「幕末太陽傳」再見

幕末太陽傳

幕末太陽傳 デジタル修復版」(1957年、日活)※二度目
監督川島雄三フランキー堺南田洋子左幸子石原裕次郎金子信雄山岡久乃芦川いづみ小沢昭一二谷英明小林旭菅井きん西村晃/植村謙二郎/殿山泰司/織田政雄/岡田真澄梅野泰靖

年末年始休みの初日。今年最後にスクリーンで観る映画に選んだのは、川島雄三監督の名作「幕末太陽傳」(デジタル修復版)だ。来年2012年に創立百周年を迎える日活が、東京国立近代美術館フィルムセンターと組んでフィルムのキズなどをデジタル処理で修復し、劇場公開した。観てみるとたしかにキズなど一切なく、画面も明るくて見やすい。むかしの映画すべてがこんな感じになればいいのだが、そうはいかないのだろう。映画史上に燦然と輝く大傑作なればこそ。

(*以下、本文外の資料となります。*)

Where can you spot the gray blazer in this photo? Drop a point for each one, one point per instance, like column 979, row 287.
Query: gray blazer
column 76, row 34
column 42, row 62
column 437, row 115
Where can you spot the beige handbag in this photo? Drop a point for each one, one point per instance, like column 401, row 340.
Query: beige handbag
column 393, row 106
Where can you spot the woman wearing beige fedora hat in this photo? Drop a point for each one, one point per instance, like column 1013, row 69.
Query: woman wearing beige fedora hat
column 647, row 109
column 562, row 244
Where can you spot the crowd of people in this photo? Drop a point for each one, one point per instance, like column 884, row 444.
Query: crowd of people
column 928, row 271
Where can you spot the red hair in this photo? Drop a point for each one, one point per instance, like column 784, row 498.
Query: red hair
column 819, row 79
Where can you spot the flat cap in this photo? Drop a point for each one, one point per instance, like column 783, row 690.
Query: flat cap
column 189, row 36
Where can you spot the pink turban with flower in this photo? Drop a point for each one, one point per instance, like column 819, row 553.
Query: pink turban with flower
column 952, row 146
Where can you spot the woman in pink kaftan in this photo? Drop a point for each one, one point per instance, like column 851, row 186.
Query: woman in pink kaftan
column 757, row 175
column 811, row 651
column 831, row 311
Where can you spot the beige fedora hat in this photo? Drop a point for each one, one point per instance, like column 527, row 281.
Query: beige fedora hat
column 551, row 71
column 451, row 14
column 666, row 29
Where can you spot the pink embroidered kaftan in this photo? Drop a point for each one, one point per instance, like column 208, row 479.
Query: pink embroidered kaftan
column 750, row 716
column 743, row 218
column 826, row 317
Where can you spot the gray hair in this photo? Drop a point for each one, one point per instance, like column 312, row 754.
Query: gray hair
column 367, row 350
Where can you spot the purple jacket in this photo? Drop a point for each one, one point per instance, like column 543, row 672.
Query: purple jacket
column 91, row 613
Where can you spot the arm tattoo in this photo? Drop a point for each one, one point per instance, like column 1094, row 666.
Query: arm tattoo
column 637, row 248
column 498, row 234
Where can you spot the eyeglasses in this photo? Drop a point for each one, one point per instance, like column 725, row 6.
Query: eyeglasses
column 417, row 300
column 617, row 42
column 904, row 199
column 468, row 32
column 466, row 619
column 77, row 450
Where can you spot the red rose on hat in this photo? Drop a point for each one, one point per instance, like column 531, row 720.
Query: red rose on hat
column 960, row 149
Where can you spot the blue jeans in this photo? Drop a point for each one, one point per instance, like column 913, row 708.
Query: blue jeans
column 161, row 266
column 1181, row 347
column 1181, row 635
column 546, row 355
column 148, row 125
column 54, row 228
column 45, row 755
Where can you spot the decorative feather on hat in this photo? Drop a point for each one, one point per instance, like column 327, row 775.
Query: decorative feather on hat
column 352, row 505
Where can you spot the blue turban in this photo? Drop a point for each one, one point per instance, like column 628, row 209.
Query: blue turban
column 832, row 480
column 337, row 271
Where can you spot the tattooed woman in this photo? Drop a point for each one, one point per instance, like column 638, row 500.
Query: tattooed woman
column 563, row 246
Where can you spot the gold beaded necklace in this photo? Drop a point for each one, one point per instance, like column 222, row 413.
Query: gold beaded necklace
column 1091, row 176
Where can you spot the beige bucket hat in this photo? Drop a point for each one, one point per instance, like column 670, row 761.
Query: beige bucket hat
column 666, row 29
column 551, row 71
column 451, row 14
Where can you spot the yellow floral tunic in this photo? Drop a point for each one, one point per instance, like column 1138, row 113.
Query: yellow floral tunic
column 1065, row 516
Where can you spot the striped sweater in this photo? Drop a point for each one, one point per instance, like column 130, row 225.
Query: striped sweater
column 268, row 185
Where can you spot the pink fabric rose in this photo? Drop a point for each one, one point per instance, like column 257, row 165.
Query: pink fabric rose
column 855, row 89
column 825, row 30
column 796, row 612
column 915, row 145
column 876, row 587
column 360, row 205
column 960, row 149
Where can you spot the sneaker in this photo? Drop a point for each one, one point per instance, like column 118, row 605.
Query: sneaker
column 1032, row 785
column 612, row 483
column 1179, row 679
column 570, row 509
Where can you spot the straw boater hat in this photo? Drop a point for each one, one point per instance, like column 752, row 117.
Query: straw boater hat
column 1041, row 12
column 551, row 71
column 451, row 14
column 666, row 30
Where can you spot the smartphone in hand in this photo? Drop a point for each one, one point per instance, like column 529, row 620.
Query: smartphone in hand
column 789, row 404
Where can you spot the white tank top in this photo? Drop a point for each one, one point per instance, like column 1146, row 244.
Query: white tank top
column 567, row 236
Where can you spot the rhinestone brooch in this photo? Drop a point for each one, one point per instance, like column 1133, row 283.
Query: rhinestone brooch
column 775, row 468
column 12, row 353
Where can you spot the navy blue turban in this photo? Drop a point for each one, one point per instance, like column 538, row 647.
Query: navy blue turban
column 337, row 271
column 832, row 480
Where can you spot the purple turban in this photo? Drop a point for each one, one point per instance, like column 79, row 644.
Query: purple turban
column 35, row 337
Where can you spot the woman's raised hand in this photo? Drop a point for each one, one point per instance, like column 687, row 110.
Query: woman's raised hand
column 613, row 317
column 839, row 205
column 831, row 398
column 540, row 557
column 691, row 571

この傑作、何度も観たつもりになっているが、観たのは約六年ぶり二度目。六年前は池袋新文芸坐の撮影監督高村倉太郎特集で、おなじ川島監督のこれまた大傑作「洲崎パラダイス赤信号」と二本立てで、初めて観たのであった。しかもこのときは、南田洋子さんのトークショーがあった。その南田さんも今は亡い。このとき、当の高村さんがお亡くなりになった直後で、南田さんは涙ぐみながら話をされていたことを思い出す(→2005/11/26条)。

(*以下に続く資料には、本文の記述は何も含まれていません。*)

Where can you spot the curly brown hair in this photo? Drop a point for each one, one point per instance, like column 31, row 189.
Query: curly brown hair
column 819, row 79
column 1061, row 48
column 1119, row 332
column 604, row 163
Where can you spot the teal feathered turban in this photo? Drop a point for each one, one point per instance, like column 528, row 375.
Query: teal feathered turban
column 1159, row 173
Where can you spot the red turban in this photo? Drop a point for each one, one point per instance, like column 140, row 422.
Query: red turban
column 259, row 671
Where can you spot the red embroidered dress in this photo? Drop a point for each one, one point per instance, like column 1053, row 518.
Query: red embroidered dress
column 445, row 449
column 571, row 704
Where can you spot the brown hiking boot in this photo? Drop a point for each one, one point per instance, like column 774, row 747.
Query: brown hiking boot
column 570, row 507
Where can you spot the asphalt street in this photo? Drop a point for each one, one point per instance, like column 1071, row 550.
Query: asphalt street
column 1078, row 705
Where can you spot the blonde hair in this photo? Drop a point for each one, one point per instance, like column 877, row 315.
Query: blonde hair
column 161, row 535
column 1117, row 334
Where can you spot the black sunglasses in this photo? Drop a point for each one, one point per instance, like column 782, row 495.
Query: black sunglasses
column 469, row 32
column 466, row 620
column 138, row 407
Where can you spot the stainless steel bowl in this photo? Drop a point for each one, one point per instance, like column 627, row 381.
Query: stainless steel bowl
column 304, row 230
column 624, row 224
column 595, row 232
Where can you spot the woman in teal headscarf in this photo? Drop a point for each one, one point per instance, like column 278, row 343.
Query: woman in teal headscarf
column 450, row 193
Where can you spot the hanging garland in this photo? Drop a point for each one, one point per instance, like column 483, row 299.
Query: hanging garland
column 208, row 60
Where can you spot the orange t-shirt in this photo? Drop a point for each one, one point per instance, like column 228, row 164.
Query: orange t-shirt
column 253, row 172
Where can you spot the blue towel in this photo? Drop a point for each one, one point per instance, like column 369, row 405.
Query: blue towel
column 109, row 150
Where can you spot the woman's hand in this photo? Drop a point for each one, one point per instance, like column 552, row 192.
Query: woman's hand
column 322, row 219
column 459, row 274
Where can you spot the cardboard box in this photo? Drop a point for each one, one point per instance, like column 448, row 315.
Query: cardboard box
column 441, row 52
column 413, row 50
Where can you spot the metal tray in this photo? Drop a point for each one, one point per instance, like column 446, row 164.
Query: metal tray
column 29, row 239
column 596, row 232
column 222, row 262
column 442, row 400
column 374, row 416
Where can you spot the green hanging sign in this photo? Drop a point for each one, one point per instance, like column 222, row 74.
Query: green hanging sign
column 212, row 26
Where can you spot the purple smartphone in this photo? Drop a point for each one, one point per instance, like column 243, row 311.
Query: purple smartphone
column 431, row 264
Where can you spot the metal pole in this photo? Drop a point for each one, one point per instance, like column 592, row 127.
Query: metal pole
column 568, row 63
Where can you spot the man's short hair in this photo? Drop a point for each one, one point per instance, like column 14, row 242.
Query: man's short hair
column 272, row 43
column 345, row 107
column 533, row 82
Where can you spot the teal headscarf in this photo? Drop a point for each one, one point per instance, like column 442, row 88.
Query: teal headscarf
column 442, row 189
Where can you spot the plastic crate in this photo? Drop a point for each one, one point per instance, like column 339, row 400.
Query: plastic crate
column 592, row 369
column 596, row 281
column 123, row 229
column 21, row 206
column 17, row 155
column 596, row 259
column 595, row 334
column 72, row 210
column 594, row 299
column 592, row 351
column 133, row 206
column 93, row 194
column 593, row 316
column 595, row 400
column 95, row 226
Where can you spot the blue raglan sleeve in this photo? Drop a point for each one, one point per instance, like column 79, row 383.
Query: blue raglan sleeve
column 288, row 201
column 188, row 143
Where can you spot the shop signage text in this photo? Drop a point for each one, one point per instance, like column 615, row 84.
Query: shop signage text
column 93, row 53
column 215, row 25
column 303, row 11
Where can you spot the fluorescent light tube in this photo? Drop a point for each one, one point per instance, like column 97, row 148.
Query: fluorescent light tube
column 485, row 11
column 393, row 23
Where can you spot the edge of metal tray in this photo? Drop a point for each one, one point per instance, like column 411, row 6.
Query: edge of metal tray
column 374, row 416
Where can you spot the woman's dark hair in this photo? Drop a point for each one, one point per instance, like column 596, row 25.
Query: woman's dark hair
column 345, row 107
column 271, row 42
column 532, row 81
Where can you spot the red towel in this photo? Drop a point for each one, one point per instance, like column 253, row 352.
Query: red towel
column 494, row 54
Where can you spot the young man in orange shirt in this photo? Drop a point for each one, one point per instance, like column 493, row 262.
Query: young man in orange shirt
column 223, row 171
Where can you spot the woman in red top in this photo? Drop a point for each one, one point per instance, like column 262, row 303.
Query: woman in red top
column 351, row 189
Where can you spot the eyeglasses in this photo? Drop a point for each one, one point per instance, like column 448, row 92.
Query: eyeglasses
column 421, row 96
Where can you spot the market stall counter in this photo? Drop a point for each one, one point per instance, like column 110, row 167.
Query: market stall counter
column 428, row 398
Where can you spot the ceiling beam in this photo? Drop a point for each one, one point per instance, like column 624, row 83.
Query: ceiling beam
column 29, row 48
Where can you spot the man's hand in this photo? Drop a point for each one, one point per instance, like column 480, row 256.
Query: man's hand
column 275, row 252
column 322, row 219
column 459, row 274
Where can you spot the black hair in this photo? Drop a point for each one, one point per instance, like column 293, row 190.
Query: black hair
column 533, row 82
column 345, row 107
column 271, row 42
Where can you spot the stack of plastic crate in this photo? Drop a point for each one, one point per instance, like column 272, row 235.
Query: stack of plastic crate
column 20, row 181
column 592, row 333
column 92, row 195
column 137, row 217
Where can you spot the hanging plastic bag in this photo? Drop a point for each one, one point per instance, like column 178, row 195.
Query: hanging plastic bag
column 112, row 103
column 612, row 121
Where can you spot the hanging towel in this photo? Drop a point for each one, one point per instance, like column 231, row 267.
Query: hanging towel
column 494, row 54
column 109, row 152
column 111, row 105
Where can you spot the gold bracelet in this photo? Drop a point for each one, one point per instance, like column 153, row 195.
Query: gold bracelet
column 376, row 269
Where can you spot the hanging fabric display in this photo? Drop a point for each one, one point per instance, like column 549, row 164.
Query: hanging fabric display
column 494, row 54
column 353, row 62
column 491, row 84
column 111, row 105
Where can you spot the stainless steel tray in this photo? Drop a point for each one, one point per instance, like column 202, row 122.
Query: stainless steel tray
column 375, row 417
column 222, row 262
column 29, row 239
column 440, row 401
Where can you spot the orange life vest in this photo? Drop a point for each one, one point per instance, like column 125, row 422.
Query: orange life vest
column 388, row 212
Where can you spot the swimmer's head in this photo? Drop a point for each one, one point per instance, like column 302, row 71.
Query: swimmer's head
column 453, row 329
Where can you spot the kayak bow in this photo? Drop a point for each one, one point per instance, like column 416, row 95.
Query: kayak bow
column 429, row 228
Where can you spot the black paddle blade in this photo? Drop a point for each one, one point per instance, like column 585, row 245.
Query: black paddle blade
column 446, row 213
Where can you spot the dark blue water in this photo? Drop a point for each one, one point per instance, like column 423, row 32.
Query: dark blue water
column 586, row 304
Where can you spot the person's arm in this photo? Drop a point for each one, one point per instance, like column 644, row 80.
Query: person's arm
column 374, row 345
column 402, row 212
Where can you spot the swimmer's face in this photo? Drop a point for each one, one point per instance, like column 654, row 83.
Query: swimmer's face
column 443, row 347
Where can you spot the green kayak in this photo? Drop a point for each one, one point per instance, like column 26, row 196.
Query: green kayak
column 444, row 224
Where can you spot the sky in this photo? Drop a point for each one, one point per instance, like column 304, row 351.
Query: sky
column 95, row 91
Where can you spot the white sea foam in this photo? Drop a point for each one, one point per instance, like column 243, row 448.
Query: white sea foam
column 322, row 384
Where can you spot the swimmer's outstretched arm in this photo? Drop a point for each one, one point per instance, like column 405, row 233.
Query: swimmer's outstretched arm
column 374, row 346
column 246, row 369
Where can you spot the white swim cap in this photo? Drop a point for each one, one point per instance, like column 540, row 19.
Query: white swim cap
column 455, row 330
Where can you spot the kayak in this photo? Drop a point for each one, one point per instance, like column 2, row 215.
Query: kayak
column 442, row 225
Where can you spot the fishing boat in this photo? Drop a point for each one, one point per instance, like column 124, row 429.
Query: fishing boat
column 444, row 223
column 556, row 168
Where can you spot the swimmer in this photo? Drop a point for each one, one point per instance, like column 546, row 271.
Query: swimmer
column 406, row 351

とにかく、死というものがすぐそこまで迫っていながらも、「生きて、生きて、生き抜いてやる」という生へのエネルギーがみなぎるフランキー堺の存在感がすばらしい。前回は、フランキーを「所詮死ぬまでの命と割り切っている」と書いたが、大きな誤解であり、「とにかく死にたくない」という執念を彼の行動に見て取るべきだった。
また前回は、金子信雄山岡久乃菅井きんあたりが気になったようだ。今回とくに「いいなあ」と思ったのは、放蕩息子の梅野泰靖だった。とにかく春風駘蕩という気分を発散させながら、放蕩三昧でありながらも、父の借金で身売り寸前の女中芦川いづみを思いやるやさしさがある。梅野・芦川の二人が駆け落ちするのを助けるためフランキー堺石原裕次郎が手を貸すあたりにほろりとさせられる。
脇役ばかりに目がいくが、居残りのフランキーに仕事を取られっぱなしの奉公人たちに織田政雄や高原駿雄あたりを配するセンスがすてきである。そこにとびきり好青年の岡田真澄を入れるあたりの妙味。彼のハイカラな顔貌をギャグにする(この映画では、「こんな顔でも品川生まれの品川育ちだ」と言わせていた)のも日活の伝統なのだろうか。
やはり「幕末太陽傳」はDVDなどで観るよりも、映画館で多くの人と一緒に笑いながら観るのがいい。スカッと一年間の憂さ晴らしができたような気がする。